Chen Youyou | China Optical Group | Getty Images

Jia said most of the chips are imported to China and finished products are made there before they are exported. The United States and China have been in a trade war since the Trump presidency and these trade tensions continue to this day.

Semiconductors have become a flashpoint between the two countries. The United States has sought to isolate SMIC, China’s largest chip maker, from American technology.

A number of factors have led to chip shortages, including increased demand for consumer electronics amid worldwide lockdowns after the pandemic began. The US trade war with China has also led to companies hoarding supplies.

If there are no “big issues” with global trade disputes, Jia said, the chip shortage “can be settled within two to three years.”

“Otherwise, if the trade and economic sanctions between countries continue, it is really difficult to estimate,” Jia said.

Top executives globally expect the chip shortage to continue into 2022. Some even think it could extend far beyond that.

The expansion of the United States and Europe

Hisense may not be well known to many consumers, but over the past few years, the company has sought to strengthen its brand in some of its key markets.

The company is a sponsor of the Euro 2020 football tournaments and the World Cup. It has ambitions to expand further outside China.

So far, Hisense is looking to expand globally through acquisitions of foreign brands and licensing deals.
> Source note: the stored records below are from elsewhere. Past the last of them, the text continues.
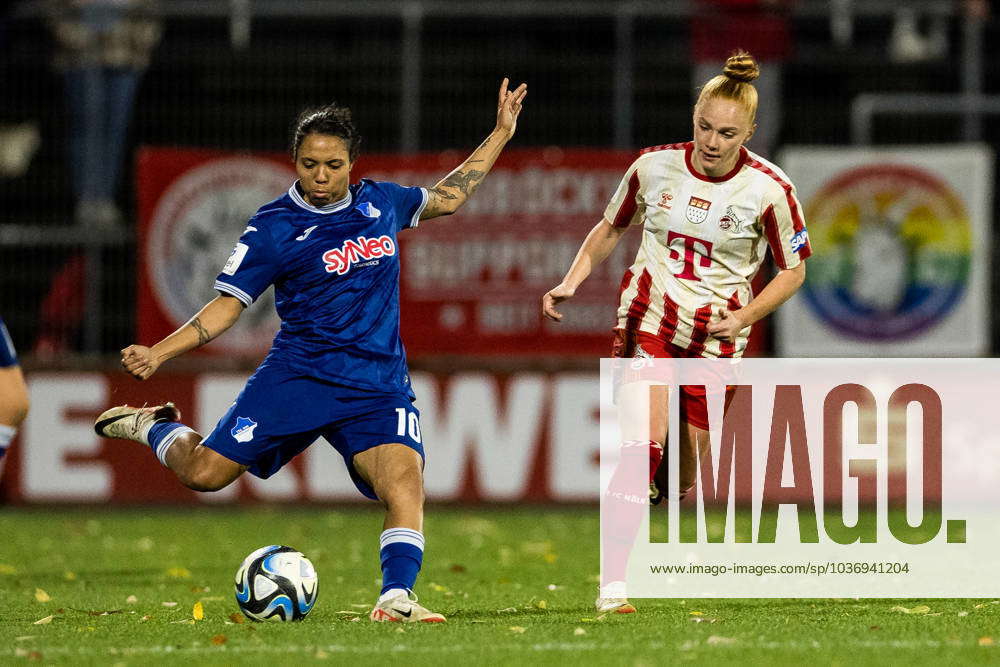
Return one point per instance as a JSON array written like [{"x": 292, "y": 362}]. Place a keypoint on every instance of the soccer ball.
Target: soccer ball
[{"x": 276, "y": 583}]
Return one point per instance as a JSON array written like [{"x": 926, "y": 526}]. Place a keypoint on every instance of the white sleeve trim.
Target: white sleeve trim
[
  {"x": 415, "y": 220},
  {"x": 231, "y": 290}
]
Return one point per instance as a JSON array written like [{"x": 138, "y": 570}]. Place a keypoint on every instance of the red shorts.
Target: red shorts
[{"x": 693, "y": 405}]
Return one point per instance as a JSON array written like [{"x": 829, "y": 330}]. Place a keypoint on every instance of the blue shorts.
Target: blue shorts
[
  {"x": 8, "y": 357},
  {"x": 280, "y": 412}
]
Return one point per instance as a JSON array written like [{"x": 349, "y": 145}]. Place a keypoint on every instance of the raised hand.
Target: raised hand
[
  {"x": 138, "y": 361},
  {"x": 509, "y": 106},
  {"x": 554, "y": 297}
]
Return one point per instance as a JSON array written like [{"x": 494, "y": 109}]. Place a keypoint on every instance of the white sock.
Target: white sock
[{"x": 6, "y": 435}]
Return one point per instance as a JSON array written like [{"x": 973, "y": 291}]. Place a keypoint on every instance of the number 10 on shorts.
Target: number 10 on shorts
[{"x": 407, "y": 420}]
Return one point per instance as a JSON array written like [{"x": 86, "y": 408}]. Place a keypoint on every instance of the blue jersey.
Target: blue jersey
[{"x": 335, "y": 272}]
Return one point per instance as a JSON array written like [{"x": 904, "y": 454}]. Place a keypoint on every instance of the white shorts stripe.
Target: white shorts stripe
[{"x": 234, "y": 291}]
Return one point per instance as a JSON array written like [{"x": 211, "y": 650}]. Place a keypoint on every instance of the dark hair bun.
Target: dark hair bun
[{"x": 742, "y": 67}]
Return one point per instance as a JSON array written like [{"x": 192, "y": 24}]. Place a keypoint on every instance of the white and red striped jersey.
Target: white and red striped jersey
[{"x": 703, "y": 240}]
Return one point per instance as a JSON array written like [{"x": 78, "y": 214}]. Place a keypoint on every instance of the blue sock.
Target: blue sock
[
  {"x": 162, "y": 434},
  {"x": 402, "y": 552}
]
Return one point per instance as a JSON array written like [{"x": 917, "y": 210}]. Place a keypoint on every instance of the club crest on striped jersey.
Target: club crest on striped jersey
[
  {"x": 697, "y": 210},
  {"x": 730, "y": 221}
]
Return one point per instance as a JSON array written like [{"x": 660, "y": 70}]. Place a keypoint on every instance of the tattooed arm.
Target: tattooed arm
[
  {"x": 217, "y": 316},
  {"x": 454, "y": 189}
]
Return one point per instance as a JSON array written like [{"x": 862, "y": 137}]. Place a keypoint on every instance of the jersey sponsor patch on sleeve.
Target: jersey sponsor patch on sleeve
[{"x": 235, "y": 259}]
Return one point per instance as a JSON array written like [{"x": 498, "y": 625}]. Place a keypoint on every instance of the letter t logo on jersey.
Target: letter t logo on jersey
[{"x": 691, "y": 247}]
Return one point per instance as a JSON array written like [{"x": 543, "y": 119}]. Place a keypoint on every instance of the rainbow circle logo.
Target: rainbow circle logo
[{"x": 891, "y": 252}]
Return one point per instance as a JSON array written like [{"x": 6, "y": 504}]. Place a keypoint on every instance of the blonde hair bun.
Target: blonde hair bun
[{"x": 742, "y": 67}]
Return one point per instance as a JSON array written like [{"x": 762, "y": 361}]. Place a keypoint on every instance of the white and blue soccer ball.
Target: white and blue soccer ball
[{"x": 276, "y": 583}]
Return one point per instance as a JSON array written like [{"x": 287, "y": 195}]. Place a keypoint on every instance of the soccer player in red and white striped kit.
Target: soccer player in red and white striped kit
[{"x": 709, "y": 209}]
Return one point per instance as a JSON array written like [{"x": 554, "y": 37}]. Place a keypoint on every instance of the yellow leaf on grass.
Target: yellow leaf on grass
[{"x": 716, "y": 640}]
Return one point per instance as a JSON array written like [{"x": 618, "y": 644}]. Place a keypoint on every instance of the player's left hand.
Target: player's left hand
[
  {"x": 728, "y": 326},
  {"x": 509, "y": 107}
]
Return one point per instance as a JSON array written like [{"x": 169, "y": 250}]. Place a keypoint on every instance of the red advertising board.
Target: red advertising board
[
  {"x": 471, "y": 284},
  {"x": 516, "y": 437}
]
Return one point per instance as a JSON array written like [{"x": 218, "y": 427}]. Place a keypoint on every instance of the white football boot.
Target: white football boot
[
  {"x": 616, "y": 605},
  {"x": 404, "y": 609},
  {"x": 130, "y": 423}
]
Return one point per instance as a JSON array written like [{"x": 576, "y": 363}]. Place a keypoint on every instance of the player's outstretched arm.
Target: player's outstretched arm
[
  {"x": 599, "y": 243},
  {"x": 217, "y": 316},
  {"x": 454, "y": 189}
]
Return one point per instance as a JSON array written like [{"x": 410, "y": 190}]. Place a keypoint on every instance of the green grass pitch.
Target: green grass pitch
[{"x": 119, "y": 587}]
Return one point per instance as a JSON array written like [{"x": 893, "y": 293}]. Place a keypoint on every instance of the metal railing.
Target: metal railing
[{"x": 625, "y": 22}]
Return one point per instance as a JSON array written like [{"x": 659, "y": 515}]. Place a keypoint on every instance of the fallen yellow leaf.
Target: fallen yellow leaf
[{"x": 919, "y": 609}]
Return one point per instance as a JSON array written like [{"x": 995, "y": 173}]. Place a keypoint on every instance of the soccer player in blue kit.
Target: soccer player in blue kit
[
  {"x": 337, "y": 367},
  {"x": 13, "y": 393}
]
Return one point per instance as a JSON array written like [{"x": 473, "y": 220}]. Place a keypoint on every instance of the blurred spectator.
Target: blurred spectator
[
  {"x": 18, "y": 141},
  {"x": 762, "y": 27},
  {"x": 103, "y": 47}
]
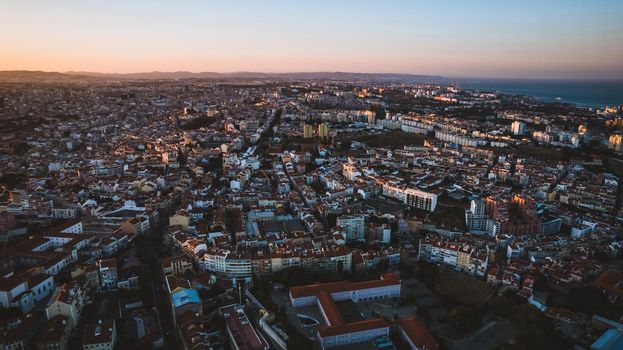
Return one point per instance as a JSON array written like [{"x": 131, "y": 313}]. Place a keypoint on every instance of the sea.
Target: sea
[{"x": 583, "y": 93}]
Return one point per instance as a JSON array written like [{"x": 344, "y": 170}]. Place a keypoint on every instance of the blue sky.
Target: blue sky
[{"x": 478, "y": 38}]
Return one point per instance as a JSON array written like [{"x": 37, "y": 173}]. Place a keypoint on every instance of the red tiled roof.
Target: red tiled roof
[
  {"x": 376, "y": 323},
  {"x": 330, "y": 309},
  {"x": 313, "y": 289}
]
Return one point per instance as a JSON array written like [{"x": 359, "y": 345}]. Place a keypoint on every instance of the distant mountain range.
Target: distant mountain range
[{"x": 22, "y": 75}]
The company also expanded manufacturing abroad and opened research and development offices around the world.

Currently, about 40% of Hisense’s revenue comes from abroad. Jia said he hopes 50% of the company’s business will come from outside China in the next three to five years.

The next part of the consumer electronics giant’s international push will focus on developing its own Hisense-branded products, according to Jia.

“It’s the parent brand … In areas where existing brands are dwindling and a gap is being revealed, we will bridge the gap with the Hisense brand,” Jia said. “In this way, we will develop our brand well, and follow the model to develop from the lower scale to the mid scale so that we can produce high quality products.”

As long as we produce value at low cost, lead in technology, and increase our service and quality, consumers will continue to love us – in China or globally.

Jia Shuqian

Hisense Group Holding Company

There have been a few Chinese brands that have managed to penetrate the European market, but to a lesser extent than the US in the smartphone arena, companies like Xiaomi, Oppo, Vivo and Huawei have done well.

But the success of Chinese brands has also come with scrutiny from governments. The US government has accused Huawei of being a threat to national security, a claim the company has repeatedly denied.

Jia said he believes negative sentiment toward Chinese brands will not stop Hisense’s push for global growth.

“There is some misunderstanding on the part of consumers with Chinese brands, but these are usually not related industries in which Hisense operates. We make home appliances. As long as we create value at low cost, drive technology, and increase our service and quality, consumers will still love ‘We – in China or globally,” Jia said.

“We’ve had rapid growth in the US and European market in recent years without being affected, and it shows that consumers are going to pick their pockets.”